The starboard side pass-through hallway leads aft to the sleeping birth at the rear of the boat. To starboard there is a workbench (that sits atop one of our two diesel tanks) with lots of compartments for tool storage. The double doors to the engine room are to port. This hallway is my least favorite part of the boat, because it always looks unkempt and grubby, even when it’s clean. I think it has something to do with the rugs not fitting well.
On the port side of the pass-through, through a set of double doors is the engine room. Whitby 42s are known for their luxuriously large engine rooms and we’re huge fans of ours! Most boats this size do not provide easy access to the engine from all sides, with room to spare. We’ve also got the fridge compressor, three solar controllers, three batteries, and more storage space behind our 80 horsepower Ford Lehman engine (the same kind that power older-model diesel farm equipment) in here. The previous owner had a generator next to the engine – something we’ve never needed because our solar panels kick ass!
You’ll need to duck your head just slightly to pass through the doorway from the passthrough into the aft (back) berth, where Brian and I sleep.
View of the aft cabin from port looking starboard. There’s a little built in nightstand atop one of the many storage compartments. We store all of our clothes and shoes here, along with tons of spare boat parts. There’s also a ton of storage under the bad.
View from the aft berth, looking forward. Our boat has two companionways (ladders) leading to the cockpit above. This is a really nice feature when we’re making night passages, since we lock Nico out of this room when we’re underway (so he doesn’t get sick in our bed) – we can just pop up and down the aft companionway for our sleeping shifts, to change clothes, or use the head. There’s a hatch above the berth, which provides excellent ventilation and natural light. The stripy sweatshirt is hanging from a hook on the en suite head door.
The aft berth (master bedroom), viewed from the top of the companionway (ladder).
Adjacent to the aft cabin is the aft head (bathroom #2). This is the one we primarily use. When we bought the boat, we replaced the conventional head with an AirHead composting toilet, and we’re nothing but happy with that decision. There are no sewage odors/chemical treatment smells on our boat, and that’s the way we like it!
The placement of every object aboard demands strategic thinking about how it will behave once the boat is heeled over or in rough seas. We place rubber, non-skid mats under trays filled with objects – like these toiletries – to keep them from flying when we go sailing. PS, Swedish Dream hand cream is the best!

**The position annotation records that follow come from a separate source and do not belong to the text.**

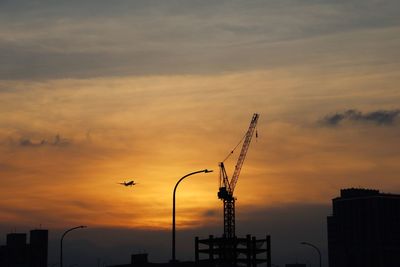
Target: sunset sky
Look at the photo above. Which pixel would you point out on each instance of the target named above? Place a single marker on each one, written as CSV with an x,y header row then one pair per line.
x,y
93,93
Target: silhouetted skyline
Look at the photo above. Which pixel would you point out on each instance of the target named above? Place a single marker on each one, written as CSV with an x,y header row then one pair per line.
x,y
95,92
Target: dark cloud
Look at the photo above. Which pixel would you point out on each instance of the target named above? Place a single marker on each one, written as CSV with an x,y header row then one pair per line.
x,y
57,141
44,39
378,117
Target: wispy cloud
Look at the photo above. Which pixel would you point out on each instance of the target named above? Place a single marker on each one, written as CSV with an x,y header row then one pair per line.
x,y
56,141
378,117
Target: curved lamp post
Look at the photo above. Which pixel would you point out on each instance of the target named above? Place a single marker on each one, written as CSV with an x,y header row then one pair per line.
x,y
173,211
62,238
317,249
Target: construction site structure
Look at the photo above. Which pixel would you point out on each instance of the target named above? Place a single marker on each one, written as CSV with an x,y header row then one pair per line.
x,y
230,250
248,251
227,186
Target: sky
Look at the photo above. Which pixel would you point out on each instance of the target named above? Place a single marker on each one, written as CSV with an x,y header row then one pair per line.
x,y
93,93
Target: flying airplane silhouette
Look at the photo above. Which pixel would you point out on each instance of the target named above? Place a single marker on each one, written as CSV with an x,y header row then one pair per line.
x,y
130,183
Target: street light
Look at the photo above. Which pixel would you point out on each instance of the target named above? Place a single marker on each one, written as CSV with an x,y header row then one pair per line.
x,y
173,211
317,249
62,238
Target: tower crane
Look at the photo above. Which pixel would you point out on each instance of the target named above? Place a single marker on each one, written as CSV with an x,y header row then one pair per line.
x,y
227,187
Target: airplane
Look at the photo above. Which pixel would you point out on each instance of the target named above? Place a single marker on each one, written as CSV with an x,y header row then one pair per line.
x,y
130,183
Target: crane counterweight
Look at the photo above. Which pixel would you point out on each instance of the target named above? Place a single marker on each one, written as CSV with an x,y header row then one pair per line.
x,y
227,186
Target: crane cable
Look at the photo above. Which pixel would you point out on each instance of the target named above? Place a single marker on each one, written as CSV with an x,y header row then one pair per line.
x,y
241,140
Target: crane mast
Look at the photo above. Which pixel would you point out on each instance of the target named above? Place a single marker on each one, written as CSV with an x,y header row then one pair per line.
x,y
227,187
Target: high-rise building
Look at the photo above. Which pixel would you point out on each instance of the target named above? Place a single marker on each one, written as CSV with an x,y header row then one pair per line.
x,y
38,248
364,229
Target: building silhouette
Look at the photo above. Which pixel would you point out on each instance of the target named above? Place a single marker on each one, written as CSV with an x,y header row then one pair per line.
x,y
18,253
364,229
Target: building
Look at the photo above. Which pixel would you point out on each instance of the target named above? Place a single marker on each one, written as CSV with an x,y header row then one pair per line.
x,y
38,248
364,229
16,250
18,253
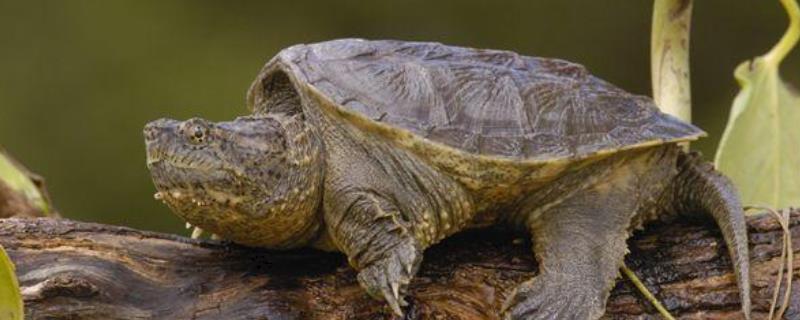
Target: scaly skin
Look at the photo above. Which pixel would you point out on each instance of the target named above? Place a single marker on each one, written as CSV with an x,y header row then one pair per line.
x,y
288,179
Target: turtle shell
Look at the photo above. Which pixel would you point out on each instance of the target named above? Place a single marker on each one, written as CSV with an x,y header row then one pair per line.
x,y
483,102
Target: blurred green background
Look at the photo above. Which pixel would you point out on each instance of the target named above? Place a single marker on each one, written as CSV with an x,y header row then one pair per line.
x,y
79,79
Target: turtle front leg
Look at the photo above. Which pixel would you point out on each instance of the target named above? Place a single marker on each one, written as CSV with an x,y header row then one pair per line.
x,y
378,242
580,245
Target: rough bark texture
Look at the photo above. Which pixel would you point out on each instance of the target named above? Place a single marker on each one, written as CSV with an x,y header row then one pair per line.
x,y
73,270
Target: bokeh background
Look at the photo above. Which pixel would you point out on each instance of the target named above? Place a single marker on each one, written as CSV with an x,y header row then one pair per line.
x,y
79,79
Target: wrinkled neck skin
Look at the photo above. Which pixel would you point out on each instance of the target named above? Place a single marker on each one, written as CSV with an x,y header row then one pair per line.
x,y
255,185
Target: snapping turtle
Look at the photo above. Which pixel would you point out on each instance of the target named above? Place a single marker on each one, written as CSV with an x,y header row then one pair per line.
x,y
380,149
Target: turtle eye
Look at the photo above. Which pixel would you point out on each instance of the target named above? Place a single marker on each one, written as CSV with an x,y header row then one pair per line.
x,y
197,134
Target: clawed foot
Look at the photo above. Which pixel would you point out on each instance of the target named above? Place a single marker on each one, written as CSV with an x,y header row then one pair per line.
x,y
387,279
538,299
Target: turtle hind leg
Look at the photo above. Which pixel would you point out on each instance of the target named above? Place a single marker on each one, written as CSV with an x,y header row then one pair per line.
x,y
579,242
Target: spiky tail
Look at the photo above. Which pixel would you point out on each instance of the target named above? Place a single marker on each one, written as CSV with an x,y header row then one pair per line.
x,y
701,189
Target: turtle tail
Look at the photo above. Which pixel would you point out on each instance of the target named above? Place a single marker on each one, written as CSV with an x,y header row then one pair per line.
x,y
701,189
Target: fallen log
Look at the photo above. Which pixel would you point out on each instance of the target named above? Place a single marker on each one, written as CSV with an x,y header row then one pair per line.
x,y
75,270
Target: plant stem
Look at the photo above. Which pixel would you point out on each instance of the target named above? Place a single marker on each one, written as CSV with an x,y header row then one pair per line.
x,y
649,296
669,57
790,38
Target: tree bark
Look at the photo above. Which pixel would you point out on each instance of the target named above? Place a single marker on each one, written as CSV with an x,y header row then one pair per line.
x,y
74,270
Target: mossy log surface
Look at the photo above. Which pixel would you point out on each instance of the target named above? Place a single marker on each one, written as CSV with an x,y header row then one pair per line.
x,y
75,270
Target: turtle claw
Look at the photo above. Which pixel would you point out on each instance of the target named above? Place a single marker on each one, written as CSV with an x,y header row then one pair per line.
x,y
386,281
538,300
388,278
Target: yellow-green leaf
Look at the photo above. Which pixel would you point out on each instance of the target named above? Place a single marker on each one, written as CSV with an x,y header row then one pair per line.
x,y
760,149
10,299
18,180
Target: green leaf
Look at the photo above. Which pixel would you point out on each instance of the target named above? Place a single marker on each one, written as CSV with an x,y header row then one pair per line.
x,y
19,180
10,299
760,149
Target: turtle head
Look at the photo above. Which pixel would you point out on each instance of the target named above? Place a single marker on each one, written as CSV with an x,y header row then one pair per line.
x,y
253,180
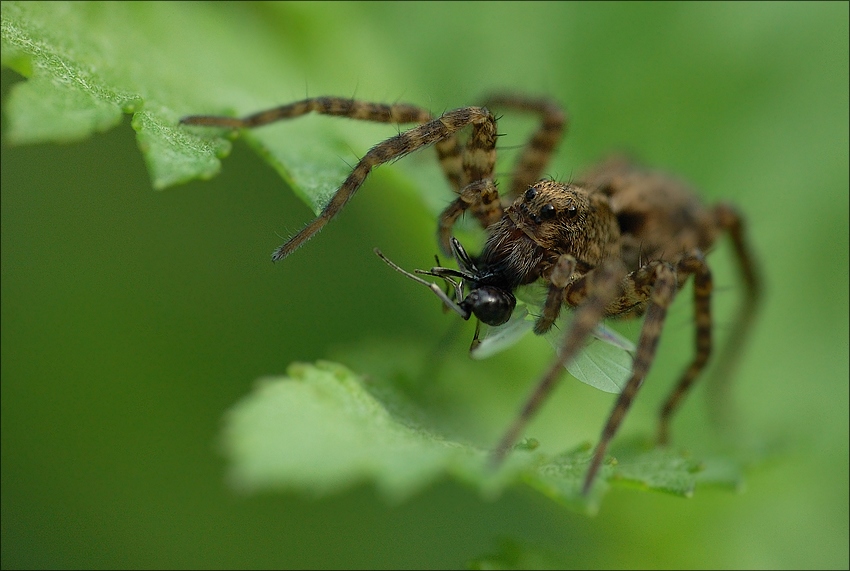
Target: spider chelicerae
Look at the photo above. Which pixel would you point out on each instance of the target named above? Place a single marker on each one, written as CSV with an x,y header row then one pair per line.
x,y
617,243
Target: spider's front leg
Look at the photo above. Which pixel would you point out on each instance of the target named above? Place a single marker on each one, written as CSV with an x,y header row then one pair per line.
x,y
541,146
473,163
596,290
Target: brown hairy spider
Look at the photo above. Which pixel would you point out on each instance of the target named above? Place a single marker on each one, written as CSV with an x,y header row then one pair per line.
x,y
619,244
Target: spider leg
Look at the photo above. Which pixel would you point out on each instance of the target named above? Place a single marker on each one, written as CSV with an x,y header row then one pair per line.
x,y
540,147
664,284
693,263
727,360
558,280
396,147
597,289
478,193
449,152
482,197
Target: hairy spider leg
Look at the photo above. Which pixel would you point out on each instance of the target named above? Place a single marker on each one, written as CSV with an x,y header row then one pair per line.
x,y
458,165
729,219
539,149
593,293
691,264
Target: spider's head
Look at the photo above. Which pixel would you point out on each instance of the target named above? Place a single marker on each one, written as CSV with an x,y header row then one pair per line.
x,y
566,218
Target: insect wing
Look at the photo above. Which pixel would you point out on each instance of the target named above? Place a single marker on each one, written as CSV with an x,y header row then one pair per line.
x,y
604,363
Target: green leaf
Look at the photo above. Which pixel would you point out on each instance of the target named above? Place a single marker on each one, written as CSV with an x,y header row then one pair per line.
x,y
322,429
88,64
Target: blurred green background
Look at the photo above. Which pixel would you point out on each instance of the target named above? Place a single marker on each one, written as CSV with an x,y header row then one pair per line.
x,y
133,319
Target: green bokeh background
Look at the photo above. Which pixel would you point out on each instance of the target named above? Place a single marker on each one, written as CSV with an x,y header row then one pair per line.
x,y
133,319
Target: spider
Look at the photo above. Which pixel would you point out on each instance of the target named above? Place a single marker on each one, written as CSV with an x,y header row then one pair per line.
x,y
619,243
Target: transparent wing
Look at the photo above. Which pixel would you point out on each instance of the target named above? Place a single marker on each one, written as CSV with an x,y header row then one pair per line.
x,y
605,362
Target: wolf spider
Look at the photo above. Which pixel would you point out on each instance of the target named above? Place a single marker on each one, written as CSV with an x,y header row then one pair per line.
x,y
618,244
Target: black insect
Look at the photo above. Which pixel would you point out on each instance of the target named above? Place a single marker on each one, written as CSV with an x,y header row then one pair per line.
x,y
618,243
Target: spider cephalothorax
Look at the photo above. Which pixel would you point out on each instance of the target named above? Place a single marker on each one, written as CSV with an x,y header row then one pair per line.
x,y
619,242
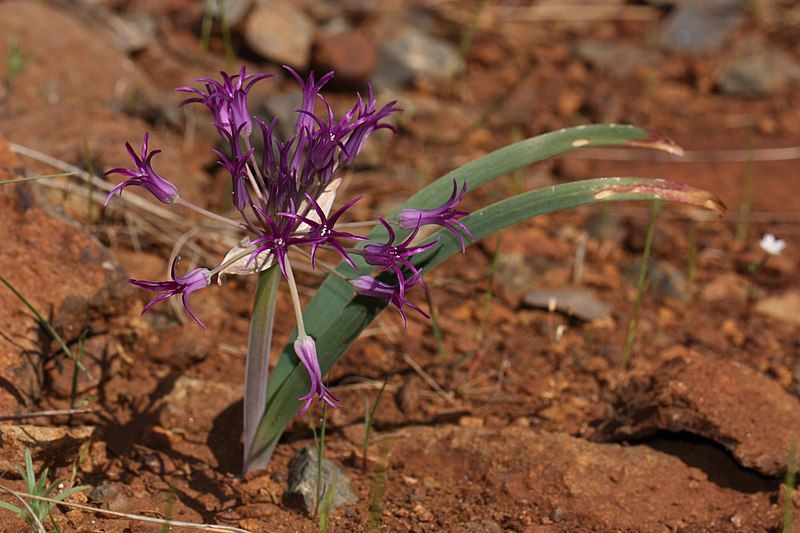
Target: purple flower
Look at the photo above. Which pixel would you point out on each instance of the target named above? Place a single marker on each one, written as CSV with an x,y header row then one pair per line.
x,y
227,100
236,165
183,285
276,241
310,89
323,232
368,120
444,215
369,286
392,256
306,351
144,175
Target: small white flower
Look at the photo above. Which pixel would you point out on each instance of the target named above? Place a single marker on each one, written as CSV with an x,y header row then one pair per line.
x,y
771,245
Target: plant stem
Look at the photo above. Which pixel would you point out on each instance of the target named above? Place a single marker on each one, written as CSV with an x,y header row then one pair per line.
x,y
633,325
320,458
298,309
747,187
691,266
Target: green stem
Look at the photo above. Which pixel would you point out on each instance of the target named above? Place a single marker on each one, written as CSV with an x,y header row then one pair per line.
x,y
45,324
633,326
257,365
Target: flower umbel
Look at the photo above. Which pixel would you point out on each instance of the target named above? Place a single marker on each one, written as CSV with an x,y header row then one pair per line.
x,y
284,194
445,215
306,351
144,175
227,101
183,285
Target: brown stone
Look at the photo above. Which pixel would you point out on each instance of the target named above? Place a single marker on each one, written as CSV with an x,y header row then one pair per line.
x,y
278,31
581,485
55,445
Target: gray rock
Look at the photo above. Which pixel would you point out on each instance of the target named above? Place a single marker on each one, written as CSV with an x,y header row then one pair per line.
x,y
572,301
614,59
280,32
701,26
111,496
411,54
193,404
301,491
759,72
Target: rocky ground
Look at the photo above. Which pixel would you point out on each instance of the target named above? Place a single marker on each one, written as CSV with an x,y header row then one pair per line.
x,y
521,420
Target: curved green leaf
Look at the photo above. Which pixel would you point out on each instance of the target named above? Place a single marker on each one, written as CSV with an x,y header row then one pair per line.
x,y
343,327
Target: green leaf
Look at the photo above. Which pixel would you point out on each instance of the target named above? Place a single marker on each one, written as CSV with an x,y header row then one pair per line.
x,y
14,509
257,363
345,326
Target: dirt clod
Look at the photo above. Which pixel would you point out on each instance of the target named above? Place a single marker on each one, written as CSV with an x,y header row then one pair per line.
x,y
725,401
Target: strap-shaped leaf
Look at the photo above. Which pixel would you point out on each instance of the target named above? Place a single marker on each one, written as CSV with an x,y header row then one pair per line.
x,y
345,326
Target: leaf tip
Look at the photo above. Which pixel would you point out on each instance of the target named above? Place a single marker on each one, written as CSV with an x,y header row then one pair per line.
x,y
670,191
656,141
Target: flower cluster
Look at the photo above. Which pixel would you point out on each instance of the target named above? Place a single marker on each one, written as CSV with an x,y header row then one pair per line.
x,y
284,195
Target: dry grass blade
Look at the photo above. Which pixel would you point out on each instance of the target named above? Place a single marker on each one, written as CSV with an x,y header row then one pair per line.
x,y
140,518
430,381
95,181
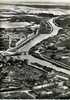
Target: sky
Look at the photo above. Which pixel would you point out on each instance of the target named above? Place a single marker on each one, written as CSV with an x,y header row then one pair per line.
x,y
66,1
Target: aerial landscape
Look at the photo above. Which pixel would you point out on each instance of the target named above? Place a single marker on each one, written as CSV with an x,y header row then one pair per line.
x,y
34,51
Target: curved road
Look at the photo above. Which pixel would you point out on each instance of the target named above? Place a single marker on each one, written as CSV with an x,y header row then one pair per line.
x,y
36,40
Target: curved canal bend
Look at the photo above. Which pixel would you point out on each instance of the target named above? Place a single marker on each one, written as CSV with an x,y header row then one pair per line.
x,y
35,41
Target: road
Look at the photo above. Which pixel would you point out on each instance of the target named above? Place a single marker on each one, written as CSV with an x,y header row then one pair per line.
x,y
35,41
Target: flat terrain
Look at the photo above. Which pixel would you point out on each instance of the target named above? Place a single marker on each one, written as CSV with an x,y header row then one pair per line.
x,y
31,40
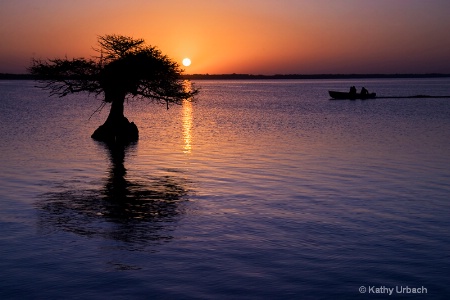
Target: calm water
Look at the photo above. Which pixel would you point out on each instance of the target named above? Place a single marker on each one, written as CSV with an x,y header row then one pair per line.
x,y
259,190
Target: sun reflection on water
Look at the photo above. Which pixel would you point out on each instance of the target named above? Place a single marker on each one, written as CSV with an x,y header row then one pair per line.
x,y
187,126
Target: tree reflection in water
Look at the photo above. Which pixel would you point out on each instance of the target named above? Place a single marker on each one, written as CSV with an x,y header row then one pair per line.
x,y
135,213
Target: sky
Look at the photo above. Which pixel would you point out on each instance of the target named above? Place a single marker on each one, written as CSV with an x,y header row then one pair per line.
x,y
239,36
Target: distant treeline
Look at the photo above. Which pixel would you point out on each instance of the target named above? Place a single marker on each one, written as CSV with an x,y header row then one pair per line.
x,y
6,76
309,76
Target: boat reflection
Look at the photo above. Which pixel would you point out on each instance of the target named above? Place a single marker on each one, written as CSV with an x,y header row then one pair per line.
x,y
138,213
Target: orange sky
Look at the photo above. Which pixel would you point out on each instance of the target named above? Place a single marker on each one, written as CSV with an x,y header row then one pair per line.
x,y
239,36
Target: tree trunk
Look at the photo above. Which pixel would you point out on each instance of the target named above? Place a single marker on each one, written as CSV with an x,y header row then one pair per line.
x,y
116,129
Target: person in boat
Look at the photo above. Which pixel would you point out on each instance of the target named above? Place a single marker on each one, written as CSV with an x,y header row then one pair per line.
x,y
364,91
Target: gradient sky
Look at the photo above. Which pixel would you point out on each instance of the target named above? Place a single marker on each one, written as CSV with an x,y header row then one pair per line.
x,y
239,36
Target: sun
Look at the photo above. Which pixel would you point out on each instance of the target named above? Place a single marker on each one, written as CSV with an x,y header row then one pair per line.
x,y
186,62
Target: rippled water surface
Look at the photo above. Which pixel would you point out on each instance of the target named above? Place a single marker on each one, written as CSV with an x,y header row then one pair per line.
x,y
259,189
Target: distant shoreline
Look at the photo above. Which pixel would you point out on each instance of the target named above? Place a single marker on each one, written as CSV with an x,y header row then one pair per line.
x,y
234,76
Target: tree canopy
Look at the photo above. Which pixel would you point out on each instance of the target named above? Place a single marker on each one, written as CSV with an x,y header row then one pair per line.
x,y
124,67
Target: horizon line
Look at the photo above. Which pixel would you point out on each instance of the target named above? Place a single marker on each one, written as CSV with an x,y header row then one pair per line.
x,y
200,76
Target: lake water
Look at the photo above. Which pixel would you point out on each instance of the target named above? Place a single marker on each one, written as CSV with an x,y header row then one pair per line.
x,y
258,190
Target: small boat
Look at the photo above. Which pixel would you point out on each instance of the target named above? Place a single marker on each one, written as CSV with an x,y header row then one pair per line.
x,y
350,96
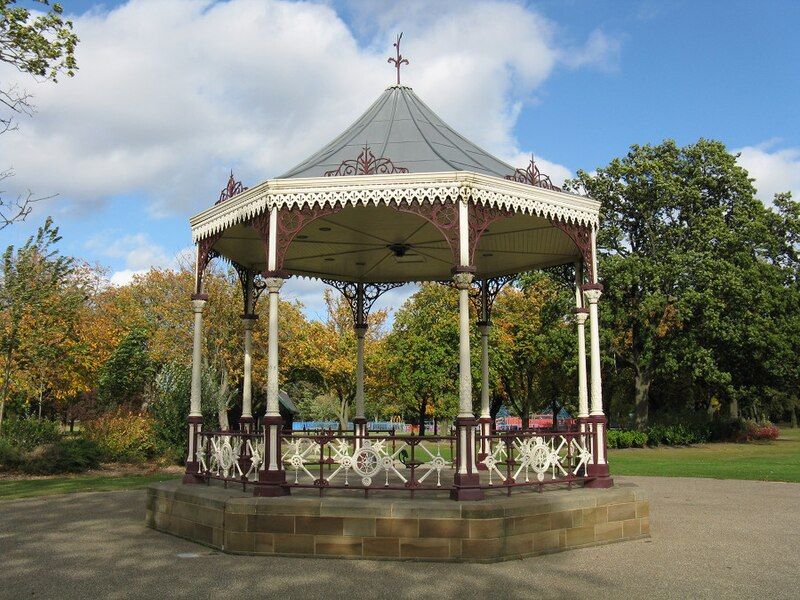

As you can see, there are a lot of reasons why we love calling Nightingale Tune home, but I still haven’t mentioned the best thing of all from a living standpoint- the massive amounts of storage space all over the boat! We don’t have a storage unit or an apartment back on land, and save for exactly four boxes of clothes, keepsakes, and a KitchenAid that currently reside with our parents, every possession we own is aboard with us. That’s a lot of stuff. It’s taken us a year to sort out exactly where things go, but we’ve finally figured out a place for everything, and for the most part can find things whenever we need them.
I hope you enjoyed this little peek into our floating home!